Which leaves a final question: What can Americans do to resolve their intra-cultural standoff, their mistrust and often furious distaste for their political opponents? (Canadians may soon experience our own behavioural solitudes if Pierre Poilievre is elected by his own often furious base.)
On my bus trip across the U.S., I found most people unwilling to talk about politics, for fear of retaliation – at least at first. But once I presented myself plainly – as a judgment-free Canadian journalist with no dog in the presidential fight and a genuine desire to understand how people were voting and how they reached their decision – they talked and talked and talked some more. Because it was impossible to have a wrong answer, better answers swam into view. If I questioned a fact, they acknowledged their frailty; if they challenged mine, I admitted to the jolt of confusion the challenge sent through me.
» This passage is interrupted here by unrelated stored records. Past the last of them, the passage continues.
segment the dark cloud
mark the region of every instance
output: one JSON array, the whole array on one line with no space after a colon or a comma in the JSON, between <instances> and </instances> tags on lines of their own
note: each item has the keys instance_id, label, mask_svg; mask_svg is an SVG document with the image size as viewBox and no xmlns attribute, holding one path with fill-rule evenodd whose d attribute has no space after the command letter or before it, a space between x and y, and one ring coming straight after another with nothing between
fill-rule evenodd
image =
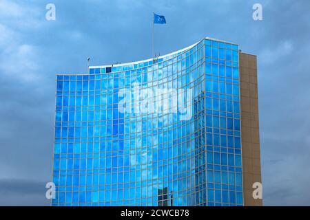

Mr. Solc believes a less dogmatic and more Socratic dialogue will have to evolve for Americans to recognize their mutual interests. “It’s better than presenting arguments as argument, especially when they’re very persuasive arguments, because that tends to shut people down.”
Most of all we have to learn to suspend our judgment, the fake strongman of the mind that shapes all the most addictive algorithms. “We have to teach our children how to communicate by being vulnerable, teach people active listening, teach people how to put themselves in somebody else’s shoes to see their perspective, which is essentially empathy,” Mr. Solc said. “We have to be able to look into our own darkness at what we could be, and who we really are in reality. It’s not moral judgment. What it really takes is courage. This is true for marriage counselling and addiction therapy and having a political dialogue.”
He thought for a moment and continued. “I’m an optimist. I believe we are learning as humans what we should be learning, and that eventually we will get there. But we have to actively do something about it. And it really begins in schools, in families and in the public arena. And that’s a long process.”
If we really want to fix our broken political conversation, in other words, we have to act as each other’s therapists. How many of us have the patience – or the stomach – for that?